I tend to have very good memory and I still remember (will never forget) ITMFL and 2046 (have seen them many times) so, yes I do find them totally related; still, I will do one experiment I’ll watch the three in order and one after the other, not only will I have a very nice afternoon of excellent cinema, but will be able to confirm what I feel today.

So enough, let’s get into this movie. For those interested the literal translations is “The True Story of Ah Fei” and tells in my opinion about a man that the elder women in his life have treat him badly and consequently he seduces women to treat them badly. It is about fear of commitment but also about his indifference and how this affects the main characters of this story. But also is about the impossibility of love; about searching your own identity. Actually is about many things that I imagine the director left to viewers imagination and creativity when seeing one of his most outstanding sequence of what looks like every day life scenes of many characters that converge into encounters with one man, Yuddy (Leslie Cheung).

Starring the most popular Hong Kong stars of that moment you will find here excellent performances by Leslie Cheung, Maggie Cheung, Jacky Cheung, Carina Lau and of course the cameo with Tony Leung.

With the most outstanding cinematography (Wong Kar-wai was really free in this movie) this is one cinema masterpiece that every serious cinema cinephile has to see. The movie conquered most major awards at the 1991 Hong Kong Film Awards and had other awards and nominations at other Asian Awards and Festivals.

Just read this excerpt from an article about this movie.
Wong Kar-wai creates a spare and elegant film on chance, fate, and unrequited longing in Days of Being Wild. Using a meticulously crafted mise-en-scene of damp streets, soaking summer rains, green reflected city lights, and saturated blue hues of the evening sky, Wong creates a pervasive, melancholic atmosphere to reflect each characters' wandering and sense of incompletion: Yuddy's elusive search for his biological mother; Su Lizhen and Fung-Ying's continued attachment to the emotionally vacuous Yuddy; the police officer's unresolved feelings for Su Lizhen; Zeb's devotion to Mimi. The indelible repeated image of the blue tinted landscape of the Filipino countryside from a slow moving train, accompanied by a lackadaisical, tropical melody, further reinforces Yuddy's complacency and lack of direction. Inevitably, it is Yuddy's own inertia that, not only leads to his own slow self-destruction, but contaminates the soul of each passing acquaintance with a sense of unrequited longing and ache of despair.

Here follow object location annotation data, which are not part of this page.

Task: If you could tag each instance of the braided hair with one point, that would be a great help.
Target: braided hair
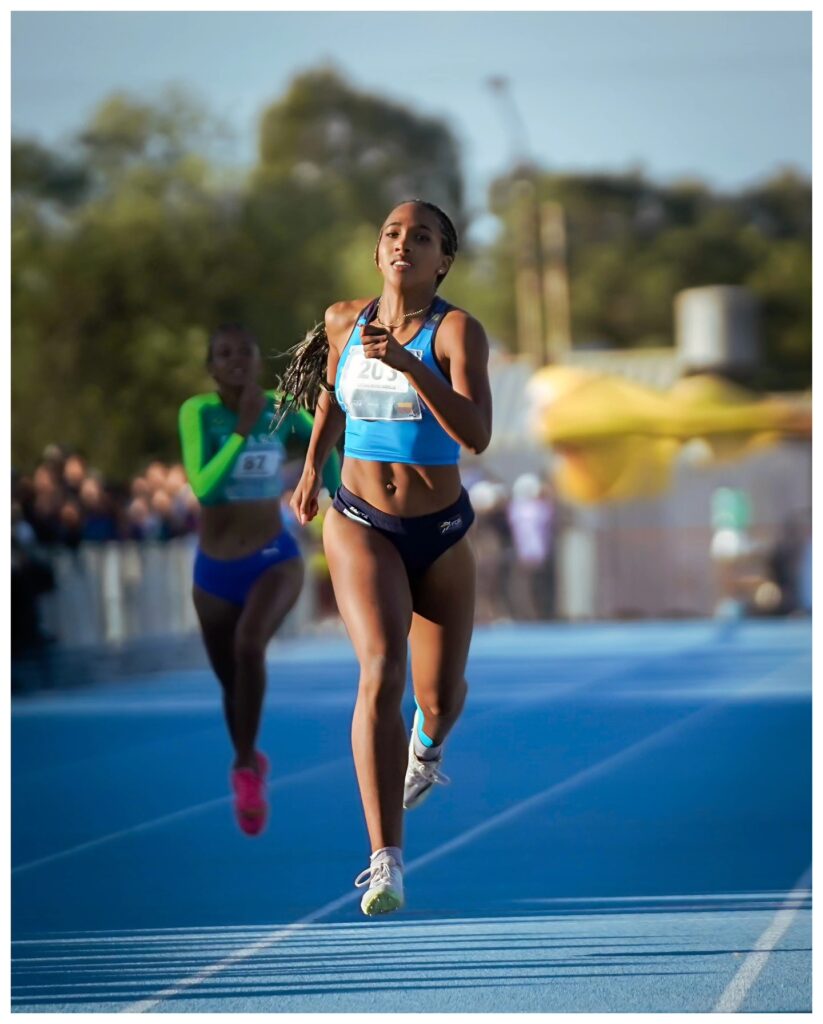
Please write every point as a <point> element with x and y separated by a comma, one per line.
<point>304,378</point>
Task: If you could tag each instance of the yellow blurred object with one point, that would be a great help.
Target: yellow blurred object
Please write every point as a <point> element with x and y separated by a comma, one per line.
<point>618,440</point>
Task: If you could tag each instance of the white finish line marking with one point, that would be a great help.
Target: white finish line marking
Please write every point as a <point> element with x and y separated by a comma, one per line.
<point>741,984</point>
<point>175,815</point>
<point>546,796</point>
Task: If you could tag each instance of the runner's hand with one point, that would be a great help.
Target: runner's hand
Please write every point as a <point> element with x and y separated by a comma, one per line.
<point>304,500</point>
<point>380,343</point>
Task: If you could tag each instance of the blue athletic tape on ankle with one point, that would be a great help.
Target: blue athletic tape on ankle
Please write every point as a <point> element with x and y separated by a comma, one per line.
<point>419,719</point>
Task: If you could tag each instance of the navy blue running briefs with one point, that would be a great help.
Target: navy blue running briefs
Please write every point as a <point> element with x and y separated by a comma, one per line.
<point>420,540</point>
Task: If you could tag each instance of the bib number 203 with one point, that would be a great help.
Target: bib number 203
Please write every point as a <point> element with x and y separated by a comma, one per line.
<point>377,371</point>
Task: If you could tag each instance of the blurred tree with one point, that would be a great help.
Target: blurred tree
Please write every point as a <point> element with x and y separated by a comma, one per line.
<point>115,292</point>
<point>366,153</point>
<point>39,173</point>
<point>634,245</point>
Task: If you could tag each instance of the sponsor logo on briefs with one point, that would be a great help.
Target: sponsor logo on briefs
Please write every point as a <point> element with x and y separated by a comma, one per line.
<point>448,524</point>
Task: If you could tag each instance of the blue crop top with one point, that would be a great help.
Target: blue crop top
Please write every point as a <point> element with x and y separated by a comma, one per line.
<point>386,419</point>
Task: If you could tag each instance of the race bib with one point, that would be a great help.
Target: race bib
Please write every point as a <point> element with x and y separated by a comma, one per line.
<point>373,390</point>
<point>257,465</point>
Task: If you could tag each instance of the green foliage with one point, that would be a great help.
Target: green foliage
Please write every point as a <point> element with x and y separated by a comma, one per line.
<point>130,246</point>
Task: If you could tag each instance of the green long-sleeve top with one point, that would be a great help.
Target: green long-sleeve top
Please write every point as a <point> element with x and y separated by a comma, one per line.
<point>223,466</point>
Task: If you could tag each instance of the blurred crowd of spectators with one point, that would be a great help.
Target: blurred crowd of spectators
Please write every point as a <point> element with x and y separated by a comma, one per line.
<point>66,502</point>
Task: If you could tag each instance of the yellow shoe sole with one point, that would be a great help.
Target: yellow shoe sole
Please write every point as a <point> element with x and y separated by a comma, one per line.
<point>381,902</point>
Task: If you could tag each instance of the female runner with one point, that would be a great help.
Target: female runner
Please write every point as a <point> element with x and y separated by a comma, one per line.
<point>248,569</point>
<point>406,376</point>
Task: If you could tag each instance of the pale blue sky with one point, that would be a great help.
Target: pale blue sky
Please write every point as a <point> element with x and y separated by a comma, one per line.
<point>724,96</point>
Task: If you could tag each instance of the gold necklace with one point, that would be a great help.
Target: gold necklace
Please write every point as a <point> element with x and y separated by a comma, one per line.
<point>403,318</point>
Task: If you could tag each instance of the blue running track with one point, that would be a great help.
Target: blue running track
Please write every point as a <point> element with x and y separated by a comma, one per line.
<point>627,828</point>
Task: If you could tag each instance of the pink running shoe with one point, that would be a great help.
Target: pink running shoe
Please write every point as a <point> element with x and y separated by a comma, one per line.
<point>251,807</point>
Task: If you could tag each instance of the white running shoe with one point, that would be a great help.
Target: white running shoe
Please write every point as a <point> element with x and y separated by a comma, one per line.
<point>385,880</point>
<point>421,777</point>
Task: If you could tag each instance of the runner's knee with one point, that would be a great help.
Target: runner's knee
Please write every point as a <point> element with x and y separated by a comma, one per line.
<point>382,679</point>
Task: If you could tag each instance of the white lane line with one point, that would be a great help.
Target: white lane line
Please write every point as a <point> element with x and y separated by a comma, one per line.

There are many serious articles in the net about this movie and Wong Kar-wai and if you feel like reading more I suggest you check an essay by Peter Brunette that is here. Also suggest you read an article called Meditations on Loss: A Framework for the Films of Won Kar-wai an Analytical Essay by Anthony Leung that appeared on the January 1999 issue of Asian Cult Cinema and is here. I could go on and on writing about this movie, but I have to stop or this will become unreadable.

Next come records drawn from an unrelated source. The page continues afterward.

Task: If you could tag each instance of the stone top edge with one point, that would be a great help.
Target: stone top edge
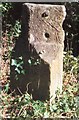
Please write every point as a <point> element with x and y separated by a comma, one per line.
<point>47,5</point>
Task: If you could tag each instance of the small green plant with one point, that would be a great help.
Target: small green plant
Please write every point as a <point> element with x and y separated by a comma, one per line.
<point>71,62</point>
<point>18,64</point>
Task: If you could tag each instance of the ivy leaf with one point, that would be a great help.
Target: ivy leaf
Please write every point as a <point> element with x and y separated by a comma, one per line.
<point>17,70</point>
<point>14,62</point>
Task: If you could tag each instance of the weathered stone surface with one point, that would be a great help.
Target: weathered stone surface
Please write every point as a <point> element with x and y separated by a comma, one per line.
<point>44,35</point>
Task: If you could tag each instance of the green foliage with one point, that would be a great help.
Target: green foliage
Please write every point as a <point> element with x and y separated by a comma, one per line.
<point>18,65</point>
<point>65,104</point>
<point>71,63</point>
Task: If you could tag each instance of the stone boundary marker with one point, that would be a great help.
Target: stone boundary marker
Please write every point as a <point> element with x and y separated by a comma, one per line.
<point>44,36</point>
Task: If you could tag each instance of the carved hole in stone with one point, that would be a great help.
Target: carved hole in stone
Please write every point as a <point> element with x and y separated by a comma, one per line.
<point>47,35</point>
<point>44,14</point>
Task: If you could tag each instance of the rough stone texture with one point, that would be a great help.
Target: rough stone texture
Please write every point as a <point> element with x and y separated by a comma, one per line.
<point>44,35</point>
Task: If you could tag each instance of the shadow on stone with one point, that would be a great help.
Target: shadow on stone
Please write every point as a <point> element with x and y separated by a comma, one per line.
<point>36,79</point>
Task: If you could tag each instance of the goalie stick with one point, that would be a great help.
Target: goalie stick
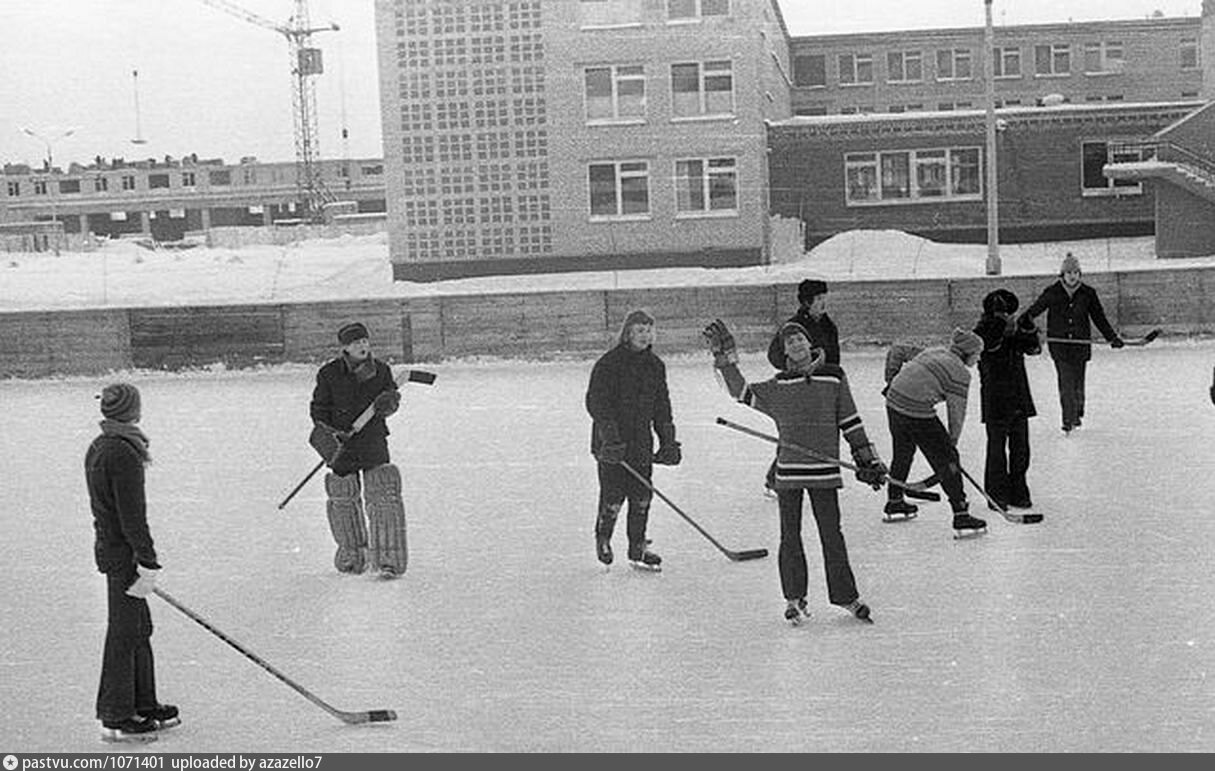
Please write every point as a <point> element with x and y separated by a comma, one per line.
<point>916,487</point>
<point>736,556</point>
<point>407,375</point>
<point>349,718</point>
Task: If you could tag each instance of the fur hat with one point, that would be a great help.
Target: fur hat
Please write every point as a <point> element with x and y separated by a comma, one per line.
<point>809,289</point>
<point>1069,264</point>
<point>351,332</point>
<point>965,344</point>
<point>120,401</point>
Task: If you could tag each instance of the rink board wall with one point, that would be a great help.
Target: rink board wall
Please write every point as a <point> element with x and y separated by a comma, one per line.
<point>554,323</point>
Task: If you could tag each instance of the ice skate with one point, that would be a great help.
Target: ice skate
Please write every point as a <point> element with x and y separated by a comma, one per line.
<point>164,715</point>
<point>899,511</point>
<point>134,729</point>
<point>965,526</point>
<point>795,611</point>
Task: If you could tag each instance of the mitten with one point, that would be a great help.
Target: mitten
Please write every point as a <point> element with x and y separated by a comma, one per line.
<point>386,402</point>
<point>145,582</point>
<point>721,344</point>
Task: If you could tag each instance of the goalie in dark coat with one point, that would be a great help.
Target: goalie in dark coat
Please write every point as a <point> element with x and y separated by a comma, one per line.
<point>361,475</point>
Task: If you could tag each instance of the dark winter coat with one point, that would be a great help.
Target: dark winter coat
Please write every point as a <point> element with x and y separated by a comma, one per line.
<point>114,477</point>
<point>628,402</point>
<point>1004,385</point>
<point>1068,316</point>
<point>338,398</point>
<point>823,335</point>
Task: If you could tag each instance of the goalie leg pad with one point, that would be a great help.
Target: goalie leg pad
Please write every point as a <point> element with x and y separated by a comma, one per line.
<point>345,511</point>
<point>385,515</point>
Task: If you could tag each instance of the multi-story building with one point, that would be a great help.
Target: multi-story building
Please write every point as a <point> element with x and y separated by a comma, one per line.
<point>540,135</point>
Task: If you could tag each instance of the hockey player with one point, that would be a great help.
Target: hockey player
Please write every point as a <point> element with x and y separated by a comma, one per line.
<point>628,403</point>
<point>812,404</point>
<point>937,374</point>
<point>1006,401</point>
<point>1069,306</point>
<point>361,475</point>
<point>123,550</point>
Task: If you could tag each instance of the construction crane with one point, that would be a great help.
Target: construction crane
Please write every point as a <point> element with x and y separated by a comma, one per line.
<point>306,63</point>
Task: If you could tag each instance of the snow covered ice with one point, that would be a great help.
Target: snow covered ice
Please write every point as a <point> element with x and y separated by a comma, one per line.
<point>1090,631</point>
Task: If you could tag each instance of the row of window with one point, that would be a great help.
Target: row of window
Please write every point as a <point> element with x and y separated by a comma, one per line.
<point>961,63</point>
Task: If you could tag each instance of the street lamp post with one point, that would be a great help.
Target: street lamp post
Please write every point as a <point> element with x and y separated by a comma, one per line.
<point>50,170</point>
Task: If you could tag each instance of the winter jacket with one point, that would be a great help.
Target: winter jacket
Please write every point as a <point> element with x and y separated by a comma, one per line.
<point>1068,316</point>
<point>1004,385</point>
<point>338,398</point>
<point>114,477</point>
<point>628,402</point>
<point>823,335</point>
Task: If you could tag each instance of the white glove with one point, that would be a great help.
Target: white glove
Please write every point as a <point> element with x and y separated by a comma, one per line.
<point>145,582</point>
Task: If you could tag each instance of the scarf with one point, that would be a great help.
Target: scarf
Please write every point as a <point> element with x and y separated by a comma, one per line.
<point>130,432</point>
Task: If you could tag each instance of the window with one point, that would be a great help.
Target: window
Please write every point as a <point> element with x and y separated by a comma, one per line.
<point>610,12</point>
<point>954,64</point>
<point>855,69</point>
<point>811,71</point>
<point>1188,54</point>
<point>1094,157</point>
<point>620,188</point>
<point>706,185</point>
<point>688,10</point>
<point>1052,60</point>
<point>702,89</point>
<point>615,92</point>
<point>1006,62</point>
<point>921,175</point>
<point>904,67</point>
<point>1102,58</point>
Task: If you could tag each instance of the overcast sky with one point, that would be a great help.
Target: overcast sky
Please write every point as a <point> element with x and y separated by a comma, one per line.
<point>219,86</point>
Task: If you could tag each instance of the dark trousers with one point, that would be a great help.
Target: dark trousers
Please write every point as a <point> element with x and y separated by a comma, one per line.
<point>128,670</point>
<point>1007,460</point>
<point>932,438</point>
<point>791,557</point>
<point>616,486</point>
<point>1071,379</point>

Absolutely not for all audiences, as his experimentally-conceived narrative could leave viewers dumbfounded, just as it happened when first was released in 1991 where, according to Won Kar-wai own words “the spectators even threw things at the screen”. Yes this film was a commercial failure that made producers withdraw their support for what was supposed to be the second part of this movie that will follow from the last scene with Tony Leung. I just think that those producers, if still alive, probably are regretting their short vision.

This is a must be seen movie for those that are crazy about Wong Kar-wai films (like me) and if possible, I suggest the viewing of the three movies together in a WKw marathon.